もっとも、カナダでも、我が国を含む多くの国々の場合と同様に、税務上の伝統的なペナルティの体系は、主に納税者を対象として構築されており、開示・資料保存制度も、義務の履行を行わないプロモーターに対する有効なペナルティによって担保されていないという点において、一つの大きな問題を抱えていた。この問題に対処するために導入されたのが第三者民事罰である。第三者民事罰は、プロモーターの詐欺的な行為に対して適用されるものであり、一定の牽制機能の発揮が期待され、同様な対抗策は、その後、豪州でも採用されている。第三者民事罰が立脚する視点は、我が国にも重要な示唆を包含しているが、その適用範囲や果すべき役割等を巡っては議論の余地がある。

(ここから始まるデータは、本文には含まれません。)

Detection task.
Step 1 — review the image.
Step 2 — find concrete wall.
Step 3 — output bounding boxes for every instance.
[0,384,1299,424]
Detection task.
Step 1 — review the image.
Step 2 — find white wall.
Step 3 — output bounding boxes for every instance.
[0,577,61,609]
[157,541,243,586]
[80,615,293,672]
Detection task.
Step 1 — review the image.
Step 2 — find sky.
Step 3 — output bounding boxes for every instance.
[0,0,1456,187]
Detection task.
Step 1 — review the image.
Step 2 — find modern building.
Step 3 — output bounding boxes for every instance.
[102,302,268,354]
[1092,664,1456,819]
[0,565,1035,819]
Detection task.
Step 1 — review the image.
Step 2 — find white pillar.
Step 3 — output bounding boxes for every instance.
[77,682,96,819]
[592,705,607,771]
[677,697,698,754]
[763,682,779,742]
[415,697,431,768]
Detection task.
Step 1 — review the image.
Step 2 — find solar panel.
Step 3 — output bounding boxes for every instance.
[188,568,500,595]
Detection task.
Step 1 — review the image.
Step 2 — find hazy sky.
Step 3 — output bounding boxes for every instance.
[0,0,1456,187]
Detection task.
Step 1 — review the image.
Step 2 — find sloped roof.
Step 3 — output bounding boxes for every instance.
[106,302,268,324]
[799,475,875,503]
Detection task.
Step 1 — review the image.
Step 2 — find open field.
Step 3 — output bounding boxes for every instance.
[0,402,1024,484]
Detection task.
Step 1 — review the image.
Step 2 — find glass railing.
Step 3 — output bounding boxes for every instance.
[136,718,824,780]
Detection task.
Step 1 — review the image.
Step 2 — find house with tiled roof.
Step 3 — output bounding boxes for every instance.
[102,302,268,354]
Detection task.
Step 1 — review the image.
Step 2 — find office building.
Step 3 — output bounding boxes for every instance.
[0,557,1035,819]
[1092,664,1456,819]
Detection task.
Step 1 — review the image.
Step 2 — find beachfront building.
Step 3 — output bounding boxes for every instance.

『第4章』では「英国のタックス・シェルター対抗策の意義・効果」を分析している。英国では、1982年、貴族院が実質主義の適用を認めるラムゼイ原則を示したことによって、1936年に示されたウェストミンスター原則によって高められた形式的解釈主義の優位という趨勢には修正が加えられたが、ラムゼイ原則にも一定の限界があることが明らかになるにつれ、包括的租税回避否認規定を導入する動きが活発化したという経緯がある。もっとも、近年では、包括的租税回避否認規定の導入に当っては、クリアランス制度に代表されるような体制整備が必要となり、かかる体制の整備には少なからぬ困難が伴うという見方が強まり、導入論が声高に主張されることも少なくなった。
包括的租税回避否認規定の導入論が沈静化した背景には、2004年、英国でも租税回避スキーム開示・資料保存制度が導入され、当該制度がうまく機能しているという事実もある。当該制度は、法務職特権との関係から制度設計上の制約を余儀なくされたという経緯があるが、制度が簡素で開示対象取引が限定されていること、また、「脱税を目的とする新たな犯罪」を厳しく罰する財政法144条の制定等を背景として、その有用性が高まっている。当該制度は、その後、対象となる範囲を拡大する制度改正によって、米国やカナダの開示・資料保存制度により近いものとなったが、制度導入当初の制度設計と財政法144条が立脚する視点等は、我が国にも重要な示唆を提供するものである。
『終章』では、最近の米国最高裁判所の「電信詐欺法」に関する判決に目を向け、国内法の解釈・適用とその国際的な効果という問題の税務におけるインプリケーションを探るとともに、主要国における対抗策のグローバル化に向けた動きに着目している。このような解釈・動きによっても補強されている開示・資料保存制度の潜在的な有用性に鑑み、その我が国におけるあり方を検討する場合、制度設計上、特に重要なのは、1制度の実効性を担保する措置を組み込む一方で、2制度に係るコンプライアンス・コストを低く抑えるという視点である。かかる視点から、「税負担の軽減効果を伴う(商品)スキームの開示・資料保存制度案」を提示し、その具体的な制度設計上のポイントを論考している。
本制度案は、上記の視点にかなりの重きを置いていることから、各国の開示・資料保存制度とは、幾つかの点において大きく異なっている。例えば、当該制度案の下では、プロモーターによるスキームの事前開示という制度設計を行っていない。また、開示・資料保存義務の違反に対してペナルティを科するのではなく、かかる義務の違反と当該スキームの税務効果の否認という「二段階基準」が満たされる場合に、通常の過少申告・無申告加算税に代えて、高率の加算税を課するという制度設計を行っているが、そもそも、米国や豪州等のペナルティ体系からも示唆されるように、単純なミス等に起因する場合と租税回避を意図した行為に起因する場合とでは、過少申告に適用される加算税率が異なることには合理性がある。
『結語』では、本制度案は、制度設計上の柔軟性に富んでおり、例えば、上記2に係る負担を特に問題視する場合には、かかる負担を大幅に軽減する制度設計(例えば、開示義務を伴わない高率加算税制度の単独導入)も可能であるが、逆に、本制度案では、租税回避スキームの全容の早期把握という課題への対応が不十分であるという見方もあり得るという点にも着目している。後者の見方からすると、各国の制度と同様な制度設計案(「日本版租税回避スキーム開示・資料保存制度案」)が有力な選択肢となろう。結局のところ、いずれの制度設計が望ましいかは、租税回避行為の今後の趨勢及び現行制度の限界に対する認識の程度如何等に左右されようが、本制度案は一つの重要な視点を包含するものであると思料する。